A Festa de Babette
Karen Blixen
A Festa de Babette, (Babettes Gæstebud), é um filme franco-dinamarquês de 1987, dirigido por Gabriel Axel. Roteiro adaptado da obra de Karen Blixen, cujo pseudônimo era Isak Dinesen, o anonimato se justifica, uma vez que mulheres escritoras não seriam vistas de forma “positiva” em uma sociedade machista.
A história se passa numa península da Dinamarca no ano de 1871, onde duas irmãs, devotas de seu falecido pai, um rigoroso pastor luterano, pregavam a salvação através da renúncia. Babette é uma mulher desconhecida que lhes bate à porta em busca de trabalho e abrigo, e que mais tarde revelaria que seria uma refugiada da guerra civil francesa.
Esse pequeno vilarejo era composto por famílias extremamente religiosas, com regras, deveres e devoções específicas. Assim que chega, Babette observa que todos na vila possuem um hábito “um tanto curioso” referente ao ato de comer; alimento básico apenas para sobrevivência, sem cor, sem sabor ou algo que estimule o sentido do paladar. No início, Babette tentou recompor o que uma vez foi esse tipo de alimentação e aos poucos, utilizou de seu aprendizado para oferecer mais sabor aquela comida e aos poucos tentar modificar a mentalidade dos aldeões.
Ao fim do banquete todos estavam extasiados, “alimentados de corpo e alma”. Babette então revela seu maior segredo, (era ela a cozinheira do “Café Anglais”), e gastou todo o dinheiro recebido da loteria com o jantar, mostrando assim que abdicaria de uma vida luxuosa na França para permanecer ali.

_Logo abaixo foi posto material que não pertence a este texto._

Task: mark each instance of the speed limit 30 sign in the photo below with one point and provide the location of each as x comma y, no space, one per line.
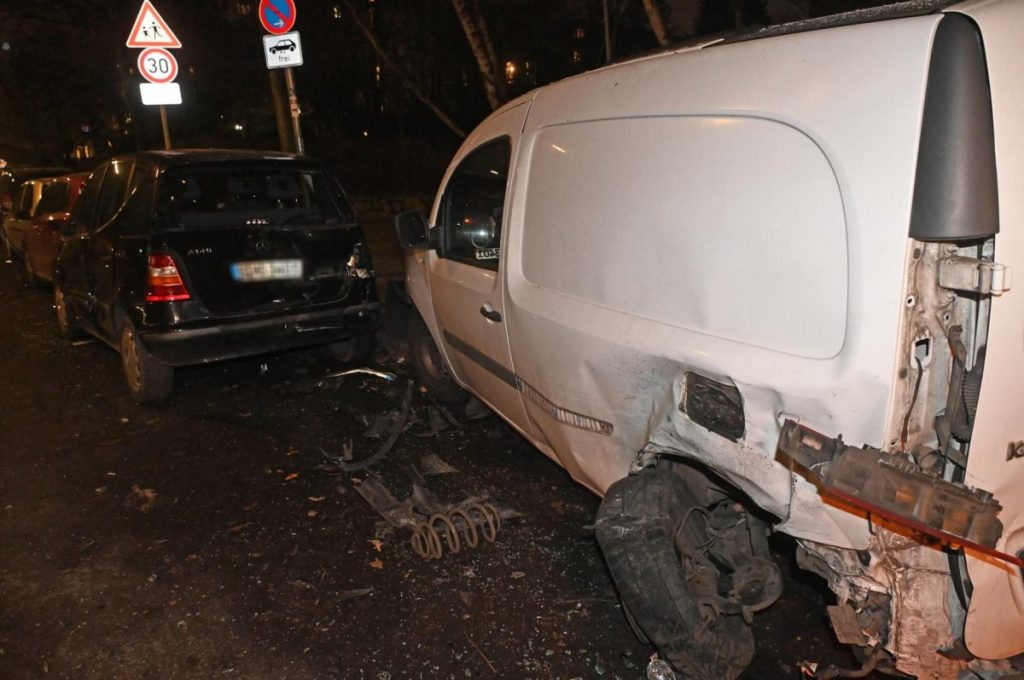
158,66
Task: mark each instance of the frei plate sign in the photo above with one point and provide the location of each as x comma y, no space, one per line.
284,50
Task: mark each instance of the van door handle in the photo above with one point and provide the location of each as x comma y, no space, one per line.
491,313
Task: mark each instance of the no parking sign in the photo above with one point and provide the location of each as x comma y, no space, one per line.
278,16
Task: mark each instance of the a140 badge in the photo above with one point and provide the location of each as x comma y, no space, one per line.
158,66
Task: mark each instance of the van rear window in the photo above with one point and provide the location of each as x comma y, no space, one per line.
265,195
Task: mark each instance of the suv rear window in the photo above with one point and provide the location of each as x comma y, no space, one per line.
54,199
270,195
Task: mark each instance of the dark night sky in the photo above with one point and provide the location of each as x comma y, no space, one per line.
68,80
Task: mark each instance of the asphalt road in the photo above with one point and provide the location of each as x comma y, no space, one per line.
203,539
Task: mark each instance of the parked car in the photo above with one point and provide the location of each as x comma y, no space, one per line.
52,214
187,257
11,178
18,219
692,278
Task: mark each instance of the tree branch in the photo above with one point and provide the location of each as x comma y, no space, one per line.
403,78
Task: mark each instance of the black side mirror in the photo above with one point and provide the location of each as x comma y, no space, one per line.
411,227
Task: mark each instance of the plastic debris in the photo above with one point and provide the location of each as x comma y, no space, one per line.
383,375
407,402
659,670
432,464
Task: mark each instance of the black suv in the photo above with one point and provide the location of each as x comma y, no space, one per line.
195,256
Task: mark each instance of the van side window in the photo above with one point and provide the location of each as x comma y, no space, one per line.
113,194
473,206
86,206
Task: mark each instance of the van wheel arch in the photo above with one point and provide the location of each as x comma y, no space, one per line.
429,365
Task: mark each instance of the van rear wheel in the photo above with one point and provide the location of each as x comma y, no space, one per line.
671,598
430,365
147,379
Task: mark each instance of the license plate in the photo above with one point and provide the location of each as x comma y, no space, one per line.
266,270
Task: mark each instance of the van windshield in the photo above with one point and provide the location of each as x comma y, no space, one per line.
251,194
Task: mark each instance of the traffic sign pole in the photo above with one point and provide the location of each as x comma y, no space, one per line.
167,130
293,103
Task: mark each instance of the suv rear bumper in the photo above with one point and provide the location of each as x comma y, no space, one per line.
224,341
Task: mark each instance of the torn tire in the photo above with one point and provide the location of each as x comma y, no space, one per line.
636,528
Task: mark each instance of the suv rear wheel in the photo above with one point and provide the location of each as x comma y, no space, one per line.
30,273
67,326
147,379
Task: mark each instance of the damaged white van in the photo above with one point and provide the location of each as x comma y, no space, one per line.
764,285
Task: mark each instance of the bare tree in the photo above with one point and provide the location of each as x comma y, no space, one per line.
656,22
478,36
402,77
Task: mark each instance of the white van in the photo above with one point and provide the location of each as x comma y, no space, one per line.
691,279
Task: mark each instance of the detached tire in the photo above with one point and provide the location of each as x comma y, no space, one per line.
430,366
147,379
635,527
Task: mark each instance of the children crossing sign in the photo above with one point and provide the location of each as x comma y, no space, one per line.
151,30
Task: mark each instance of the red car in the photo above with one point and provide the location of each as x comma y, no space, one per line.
43,238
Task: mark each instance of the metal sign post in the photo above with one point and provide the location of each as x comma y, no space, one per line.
293,103
153,35
283,49
167,129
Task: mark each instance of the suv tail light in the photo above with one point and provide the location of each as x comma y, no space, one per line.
164,283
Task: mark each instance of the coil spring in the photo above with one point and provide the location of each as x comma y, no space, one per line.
464,524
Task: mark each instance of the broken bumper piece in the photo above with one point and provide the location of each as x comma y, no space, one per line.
893,486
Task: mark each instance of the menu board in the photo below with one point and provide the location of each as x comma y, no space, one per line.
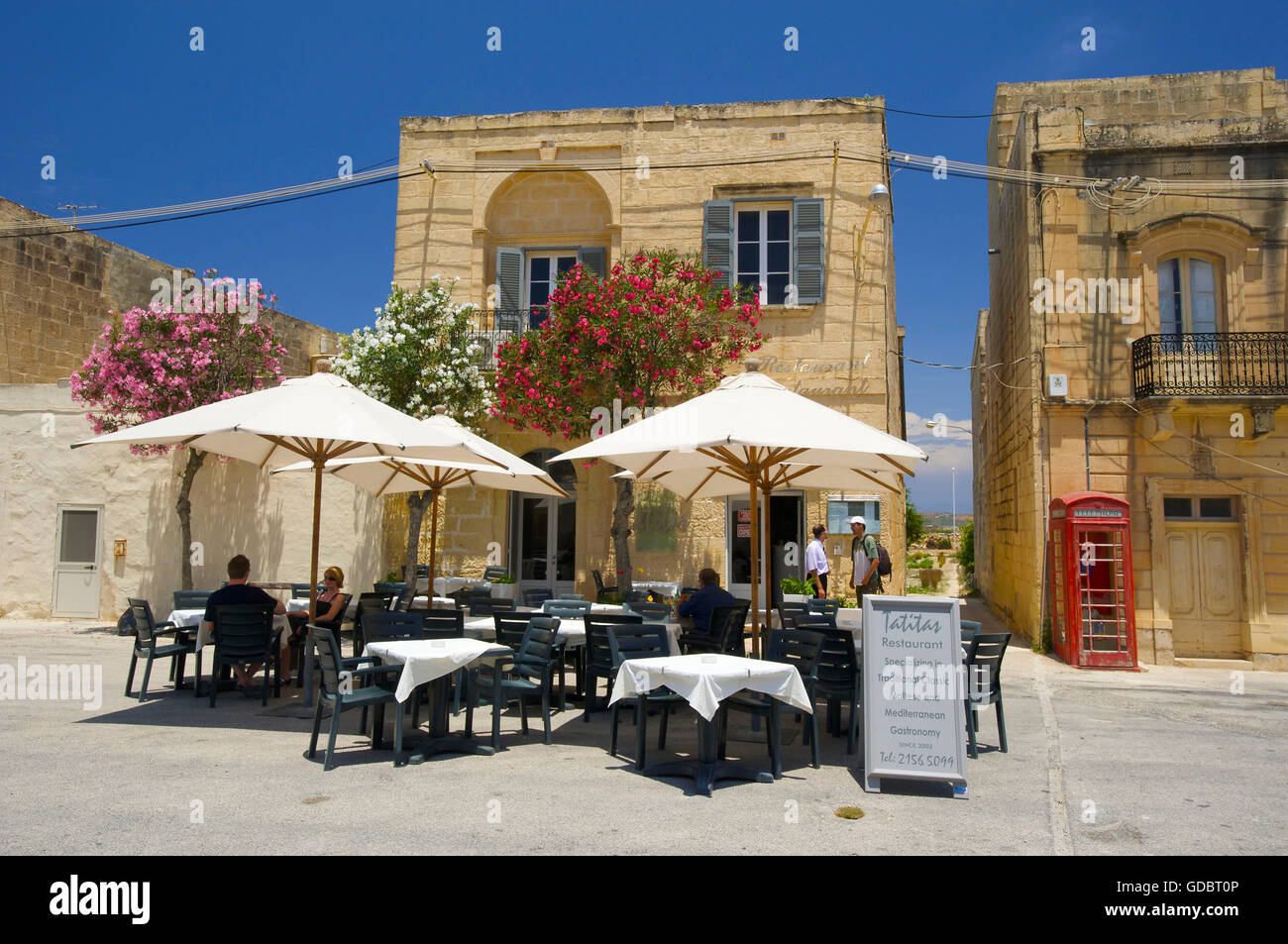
913,690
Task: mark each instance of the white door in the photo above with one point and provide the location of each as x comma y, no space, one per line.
77,567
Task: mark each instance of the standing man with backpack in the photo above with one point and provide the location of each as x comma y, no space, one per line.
866,554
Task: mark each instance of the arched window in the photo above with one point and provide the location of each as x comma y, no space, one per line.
1189,299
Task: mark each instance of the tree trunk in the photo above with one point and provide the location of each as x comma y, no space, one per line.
184,507
416,504
621,532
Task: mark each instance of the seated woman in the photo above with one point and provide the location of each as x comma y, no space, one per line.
329,608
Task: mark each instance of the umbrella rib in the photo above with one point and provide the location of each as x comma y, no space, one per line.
391,476
906,472
655,462
872,478
690,496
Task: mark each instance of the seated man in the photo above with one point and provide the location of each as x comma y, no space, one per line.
239,591
708,596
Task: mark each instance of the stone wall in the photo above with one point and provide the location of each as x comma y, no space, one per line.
1181,129
236,509
58,287
840,352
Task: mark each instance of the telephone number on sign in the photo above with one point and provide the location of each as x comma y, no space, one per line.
921,760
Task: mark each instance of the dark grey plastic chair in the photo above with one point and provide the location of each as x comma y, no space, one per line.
837,675
147,646
368,695
191,599
640,642
599,655
520,677
799,648
244,635
984,682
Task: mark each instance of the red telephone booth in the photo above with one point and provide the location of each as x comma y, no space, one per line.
1094,612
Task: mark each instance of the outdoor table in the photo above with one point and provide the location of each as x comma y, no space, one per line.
192,620
704,682
450,584
434,661
189,620
670,588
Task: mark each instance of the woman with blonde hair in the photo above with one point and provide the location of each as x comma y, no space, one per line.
329,608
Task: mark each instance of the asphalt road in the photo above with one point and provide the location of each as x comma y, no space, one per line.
1164,762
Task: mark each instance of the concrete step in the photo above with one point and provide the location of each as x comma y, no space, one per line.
1229,665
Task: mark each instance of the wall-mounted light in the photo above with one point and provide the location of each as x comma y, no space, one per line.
879,198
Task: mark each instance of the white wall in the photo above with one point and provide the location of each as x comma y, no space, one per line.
235,509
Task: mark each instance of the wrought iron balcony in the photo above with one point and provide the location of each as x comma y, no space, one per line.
1232,364
494,326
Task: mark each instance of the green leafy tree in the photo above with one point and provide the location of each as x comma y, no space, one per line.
966,556
423,352
657,326
914,526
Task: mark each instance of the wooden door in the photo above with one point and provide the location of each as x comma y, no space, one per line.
1206,581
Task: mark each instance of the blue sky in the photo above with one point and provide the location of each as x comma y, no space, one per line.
136,119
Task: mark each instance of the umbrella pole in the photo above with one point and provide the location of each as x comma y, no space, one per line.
317,530
433,544
769,566
755,572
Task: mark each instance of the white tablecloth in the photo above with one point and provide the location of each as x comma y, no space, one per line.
572,631
703,682
192,617
425,660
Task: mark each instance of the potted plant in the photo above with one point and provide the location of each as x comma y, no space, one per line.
797,590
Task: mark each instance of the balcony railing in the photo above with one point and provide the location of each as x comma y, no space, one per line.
1240,364
494,326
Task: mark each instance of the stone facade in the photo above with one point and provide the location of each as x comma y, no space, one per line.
1108,433
58,284
618,179
56,291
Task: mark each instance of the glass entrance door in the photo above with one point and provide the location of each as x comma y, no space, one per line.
786,530
77,571
546,543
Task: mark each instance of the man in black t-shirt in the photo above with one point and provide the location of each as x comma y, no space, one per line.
239,591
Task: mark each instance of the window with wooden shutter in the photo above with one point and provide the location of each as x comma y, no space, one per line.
807,252
717,240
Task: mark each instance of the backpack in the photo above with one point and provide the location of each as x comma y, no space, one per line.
884,558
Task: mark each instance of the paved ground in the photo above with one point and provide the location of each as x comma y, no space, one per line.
1100,763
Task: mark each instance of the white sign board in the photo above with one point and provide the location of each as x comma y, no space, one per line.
913,690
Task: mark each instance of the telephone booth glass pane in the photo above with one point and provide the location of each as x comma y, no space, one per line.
1102,591
1057,569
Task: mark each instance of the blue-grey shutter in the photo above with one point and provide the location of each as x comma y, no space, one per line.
717,240
592,258
509,277
807,250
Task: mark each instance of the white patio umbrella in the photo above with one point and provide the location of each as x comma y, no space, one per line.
752,434
390,475
317,419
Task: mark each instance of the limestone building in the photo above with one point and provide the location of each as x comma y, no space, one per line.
1136,344
782,188
80,531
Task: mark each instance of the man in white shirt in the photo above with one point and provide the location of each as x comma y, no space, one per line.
815,562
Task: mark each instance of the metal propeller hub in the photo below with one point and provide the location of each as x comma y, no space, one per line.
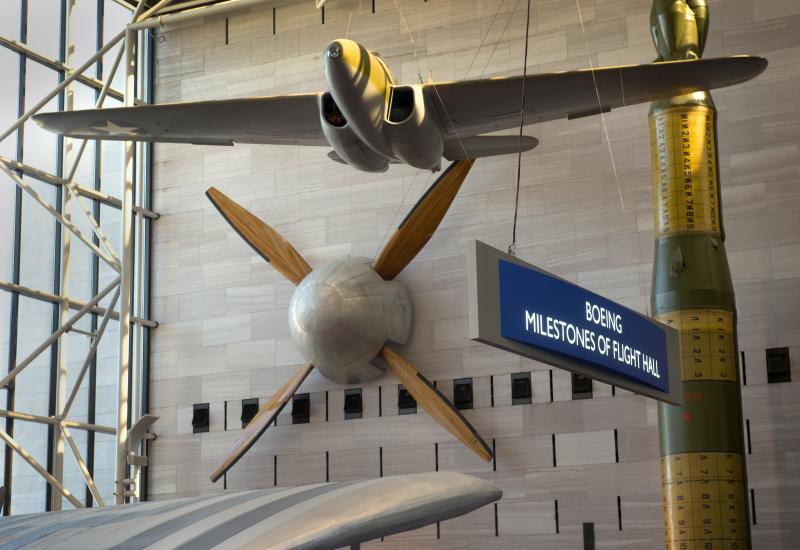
342,314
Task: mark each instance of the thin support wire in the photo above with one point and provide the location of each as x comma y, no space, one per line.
600,106
512,248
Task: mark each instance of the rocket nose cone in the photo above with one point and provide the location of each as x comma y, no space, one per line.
334,50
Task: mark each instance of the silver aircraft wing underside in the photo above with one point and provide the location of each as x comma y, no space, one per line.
276,120
472,107
324,515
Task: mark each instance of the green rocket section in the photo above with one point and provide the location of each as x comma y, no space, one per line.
702,462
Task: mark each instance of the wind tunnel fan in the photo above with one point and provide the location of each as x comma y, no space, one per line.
342,314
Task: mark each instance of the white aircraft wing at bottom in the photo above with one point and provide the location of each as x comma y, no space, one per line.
472,107
276,120
325,515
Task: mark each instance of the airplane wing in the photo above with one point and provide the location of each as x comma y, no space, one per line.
324,515
277,120
472,107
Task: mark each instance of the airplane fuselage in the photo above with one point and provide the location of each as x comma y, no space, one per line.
368,119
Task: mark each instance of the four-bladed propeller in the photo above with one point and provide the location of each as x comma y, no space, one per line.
410,237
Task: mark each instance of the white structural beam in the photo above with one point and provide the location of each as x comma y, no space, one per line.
89,356
122,469
88,192
23,49
66,82
17,415
74,304
11,442
64,221
76,453
202,11
53,337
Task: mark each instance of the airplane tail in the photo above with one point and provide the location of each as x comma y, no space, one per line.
486,146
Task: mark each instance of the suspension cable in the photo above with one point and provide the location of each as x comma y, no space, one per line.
512,248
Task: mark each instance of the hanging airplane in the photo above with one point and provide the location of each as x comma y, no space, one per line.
370,121
321,515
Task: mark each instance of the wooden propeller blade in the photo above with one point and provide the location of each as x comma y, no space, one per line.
263,238
418,226
436,404
261,421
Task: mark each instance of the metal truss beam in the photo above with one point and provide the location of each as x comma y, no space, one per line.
21,48
53,337
11,442
87,192
38,419
74,304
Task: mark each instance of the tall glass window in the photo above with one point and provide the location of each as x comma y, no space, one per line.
41,41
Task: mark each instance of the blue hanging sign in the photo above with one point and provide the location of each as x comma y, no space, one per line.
526,310
548,312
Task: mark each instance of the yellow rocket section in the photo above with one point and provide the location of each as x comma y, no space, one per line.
702,464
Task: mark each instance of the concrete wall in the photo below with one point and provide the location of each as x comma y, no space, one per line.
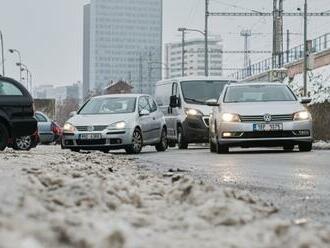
321,120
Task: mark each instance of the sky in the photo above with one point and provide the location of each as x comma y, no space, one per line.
48,33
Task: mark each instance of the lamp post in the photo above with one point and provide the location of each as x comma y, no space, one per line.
20,61
2,54
23,67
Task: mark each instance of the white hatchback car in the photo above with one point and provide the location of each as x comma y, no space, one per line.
126,121
258,115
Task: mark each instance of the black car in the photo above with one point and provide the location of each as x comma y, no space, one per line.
16,113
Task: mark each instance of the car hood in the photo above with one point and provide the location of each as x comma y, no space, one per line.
261,108
99,120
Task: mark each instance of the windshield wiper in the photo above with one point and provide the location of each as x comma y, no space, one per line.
194,100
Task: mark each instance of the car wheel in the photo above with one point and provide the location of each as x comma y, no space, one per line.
137,143
182,144
221,149
306,147
23,143
4,136
163,144
213,147
288,148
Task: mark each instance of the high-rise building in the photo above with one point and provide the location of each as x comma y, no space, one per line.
122,41
194,58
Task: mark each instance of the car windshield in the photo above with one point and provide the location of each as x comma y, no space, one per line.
110,105
258,93
198,92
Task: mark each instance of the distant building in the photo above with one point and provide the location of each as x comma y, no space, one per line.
122,41
194,58
120,87
59,93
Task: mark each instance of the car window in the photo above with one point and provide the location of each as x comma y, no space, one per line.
153,105
144,104
9,89
40,118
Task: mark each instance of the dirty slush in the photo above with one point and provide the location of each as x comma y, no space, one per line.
54,198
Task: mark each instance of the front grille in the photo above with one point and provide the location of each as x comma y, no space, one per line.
268,134
206,121
95,128
260,118
91,142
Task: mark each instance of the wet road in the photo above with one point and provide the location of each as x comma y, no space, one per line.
297,183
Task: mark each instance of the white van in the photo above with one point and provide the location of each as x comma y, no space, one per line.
183,102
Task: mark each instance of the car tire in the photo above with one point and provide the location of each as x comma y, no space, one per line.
4,137
182,144
288,148
24,143
306,147
221,149
213,147
163,144
137,141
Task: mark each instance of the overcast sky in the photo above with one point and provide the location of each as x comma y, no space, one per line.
49,32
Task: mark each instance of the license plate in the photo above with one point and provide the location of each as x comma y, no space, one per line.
268,127
89,136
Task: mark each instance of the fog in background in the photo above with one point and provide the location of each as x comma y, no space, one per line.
49,32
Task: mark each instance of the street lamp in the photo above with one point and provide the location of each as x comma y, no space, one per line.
20,61
23,67
2,56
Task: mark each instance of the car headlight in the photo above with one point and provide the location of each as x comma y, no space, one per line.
227,117
118,125
302,116
193,112
69,128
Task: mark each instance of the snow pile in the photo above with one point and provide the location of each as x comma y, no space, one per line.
99,200
318,84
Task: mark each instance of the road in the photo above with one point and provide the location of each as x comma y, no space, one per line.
297,183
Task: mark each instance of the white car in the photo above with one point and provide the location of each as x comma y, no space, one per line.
126,121
258,115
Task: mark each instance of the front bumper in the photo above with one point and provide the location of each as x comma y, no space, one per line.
109,139
196,129
242,134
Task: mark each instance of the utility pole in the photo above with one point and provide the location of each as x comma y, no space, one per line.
287,46
206,38
246,34
140,73
183,31
306,52
2,56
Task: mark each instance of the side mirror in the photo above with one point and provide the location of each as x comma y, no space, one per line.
174,102
305,100
144,112
212,103
73,114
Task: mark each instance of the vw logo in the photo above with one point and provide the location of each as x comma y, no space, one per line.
267,118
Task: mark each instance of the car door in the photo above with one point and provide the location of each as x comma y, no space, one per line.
157,117
145,120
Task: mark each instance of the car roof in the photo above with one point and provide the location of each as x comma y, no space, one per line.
120,95
254,83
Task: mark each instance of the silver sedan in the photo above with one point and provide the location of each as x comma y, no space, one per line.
258,115
127,121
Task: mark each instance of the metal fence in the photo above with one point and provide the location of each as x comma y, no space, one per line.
293,55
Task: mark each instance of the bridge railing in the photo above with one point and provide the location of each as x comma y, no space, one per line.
295,54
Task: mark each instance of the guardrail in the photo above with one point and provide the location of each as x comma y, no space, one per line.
295,54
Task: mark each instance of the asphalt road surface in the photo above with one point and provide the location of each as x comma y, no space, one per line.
297,183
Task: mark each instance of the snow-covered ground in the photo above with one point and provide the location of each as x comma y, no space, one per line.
318,84
54,198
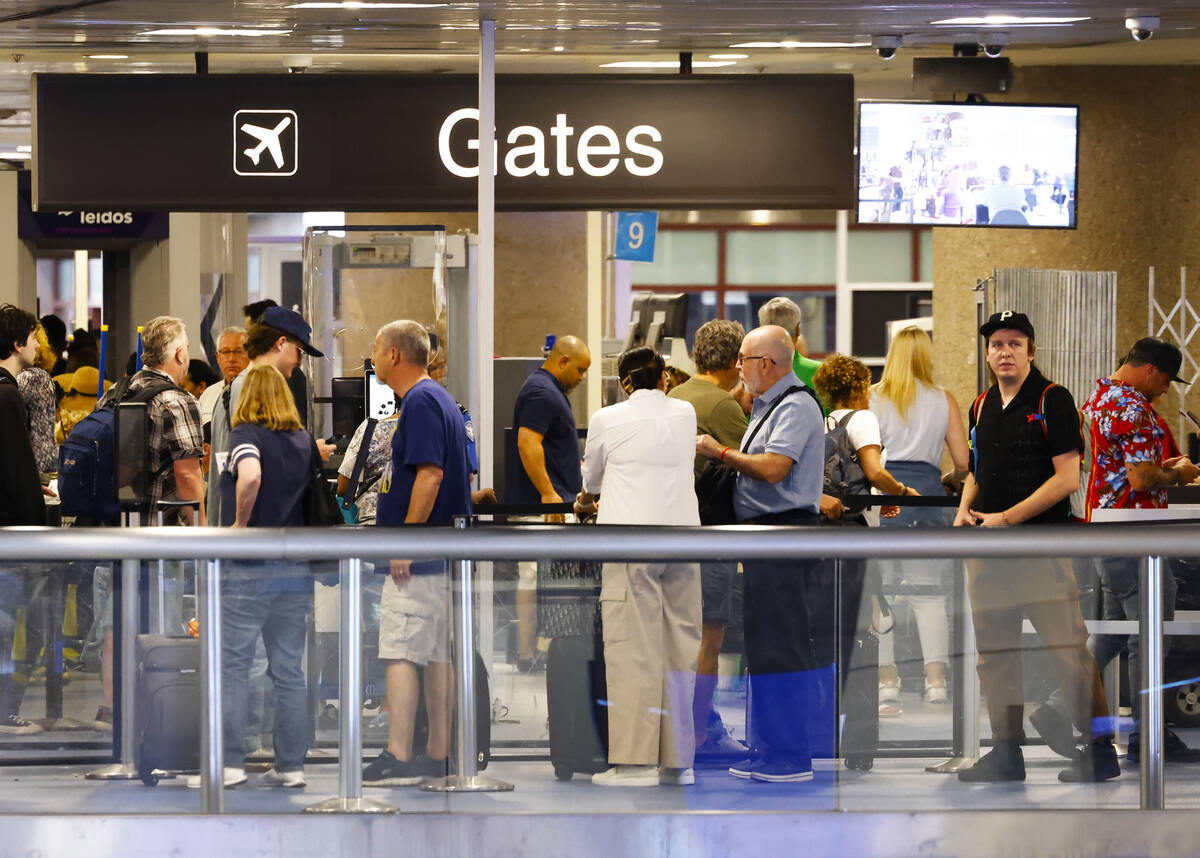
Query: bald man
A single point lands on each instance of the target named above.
(780, 468)
(545, 466)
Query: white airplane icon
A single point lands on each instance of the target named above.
(269, 139)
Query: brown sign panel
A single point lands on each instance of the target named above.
(406, 142)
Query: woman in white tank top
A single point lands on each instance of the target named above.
(916, 420)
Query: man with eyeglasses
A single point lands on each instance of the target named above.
(231, 360)
(780, 474)
(277, 339)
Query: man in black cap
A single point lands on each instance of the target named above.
(279, 339)
(1129, 471)
(1025, 455)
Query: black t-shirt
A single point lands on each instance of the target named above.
(21, 486)
(1013, 448)
(543, 407)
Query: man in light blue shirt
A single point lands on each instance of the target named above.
(780, 475)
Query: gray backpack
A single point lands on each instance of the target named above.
(844, 475)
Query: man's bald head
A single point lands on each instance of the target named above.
(766, 358)
(568, 361)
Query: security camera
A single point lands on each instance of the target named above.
(994, 43)
(886, 46)
(1143, 27)
(298, 64)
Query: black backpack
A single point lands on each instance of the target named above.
(88, 457)
(844, 475)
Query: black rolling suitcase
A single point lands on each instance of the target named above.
(483, 718)
(579, 723)
(168, 705)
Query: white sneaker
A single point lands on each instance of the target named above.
(889, 691)
(16, 725)
(628, 775)
(670, 777)
(233, 777)
(288, 779)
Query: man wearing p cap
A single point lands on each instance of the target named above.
(1025, 450)
(780, 475)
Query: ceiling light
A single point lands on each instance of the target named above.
(1005, 21)
(802, 45)
(355, 4)
(214, 31)
(664, 64)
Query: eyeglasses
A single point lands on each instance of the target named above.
(743, 358)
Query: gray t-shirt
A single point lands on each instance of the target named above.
(220, 448)
(793, 430)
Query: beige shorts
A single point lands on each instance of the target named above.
(414, 619)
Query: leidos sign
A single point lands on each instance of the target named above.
(412, 142)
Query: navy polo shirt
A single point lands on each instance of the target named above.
(1013, 448)
(429, 431)
(541, 406)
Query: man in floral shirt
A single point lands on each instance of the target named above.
(1129, 472)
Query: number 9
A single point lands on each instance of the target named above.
(636, 234)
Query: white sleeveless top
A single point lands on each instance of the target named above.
(919, 437)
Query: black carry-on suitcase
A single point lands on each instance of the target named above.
(483, 718)
(576, 687)
(168, 706)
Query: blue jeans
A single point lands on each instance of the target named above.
(277, 607)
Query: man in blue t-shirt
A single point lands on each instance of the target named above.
(544, 462)
(426, 483)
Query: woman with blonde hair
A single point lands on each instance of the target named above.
(917, 420)
(264, 484)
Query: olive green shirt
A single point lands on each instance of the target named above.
(717, 413)
(805, 369)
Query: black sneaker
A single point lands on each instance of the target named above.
(1174, 749)
(1056, 730)
(1003, 762)
(1095, 762)
(387, 771)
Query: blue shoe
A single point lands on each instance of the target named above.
(781, 772)
(723, 747)
(745, 768)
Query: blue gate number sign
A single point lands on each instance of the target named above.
(635, 235)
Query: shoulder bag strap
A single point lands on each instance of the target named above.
(771, 411)
(360, 461)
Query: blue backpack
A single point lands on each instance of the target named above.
(87, 460)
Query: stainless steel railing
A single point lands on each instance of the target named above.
(603, 543)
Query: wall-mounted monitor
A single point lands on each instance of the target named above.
(955, 165)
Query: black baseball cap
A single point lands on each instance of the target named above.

O filme em si, carrega uma extensa linguagem religiosa e de certo contemporânea sobre este mesmo assunto. Temos uma vila puritana religiosamente segura de suas doutrinas e de sua fé. O assunto central do filme gira em torno do conceito de pecado e em específico, do pecado da Gula.
A religião sempre teve o papel “regulador” desses vícios e da sociedade, a fim de organizar e doutrinar segundo sua perspectiva.
No Filme, as irmãs (representam essa doutrina religiosa), já Babette (o conflito, a “desordem”). O antagonismo destes personagens oferece o ponto chave da temática do filme. Quando Babette se oferece para ser a anfitriã de um jantar feito, comprado e preparado por ela, as irmãs se veem sem saída, uma vez que aceitam o pedido de Babette, exortando assim ainda mais a preocupação em não ceder aos prazeres do paladar.
A apreensão quanto ao jantar cria uma espécie de “pré – conceito”, definindo limites e estipulando regras, uma vez sentados a mesa, seria de suma importância não deixar-se envolver com aquela tentação, em outro trecho do filme os convidados combinam de forma pactual como agir durante o jantar.
Já Babette ousa e outorga o jantar, criando um clima, tão qual noutro tempo já havia visto em sua terra natal. Ela se apetece a oferecer uma típica ceia francesa, ensejada por um dos mais conceituados cafés franceses. Os personagens se desconfortam, porém acabam por expandir um novo olhar sobre o bem comer (uma vez observando o general, que de certo, se torna um exemplo).
O papel do General é fundamental, uma vez que é este personagem que faz com que os outros (tão conservadores em sua religião) consigam absorver esse conceito nouveau e quebrar o estigma carregado pelo simples fato de comer bem.
O filme trata de como esses personagens tão alienados em suas convicções religiosas conseguem enxergar, ou melhor, visionar um novo formato de modus vivendi, sem necessariamente estar atrelado ao que a Igreja considera correto.
O encanto da Festa de Babette está exatamente nessa quebra de conceitos, nesse abrir de mentalidade. Durante o jantar, em um determinado momento, os personagens abandonam suas rixas, seus problemas e sua conduta religiosa para simplesmente saborear o bem comer, o trocar ideias, o experimentar.
A Festa de Babette é sem dúvida um clássico, bem produzido, com um roteiro impecável que faz-nos questionar como devemos medir nossa fé pelo bem viver.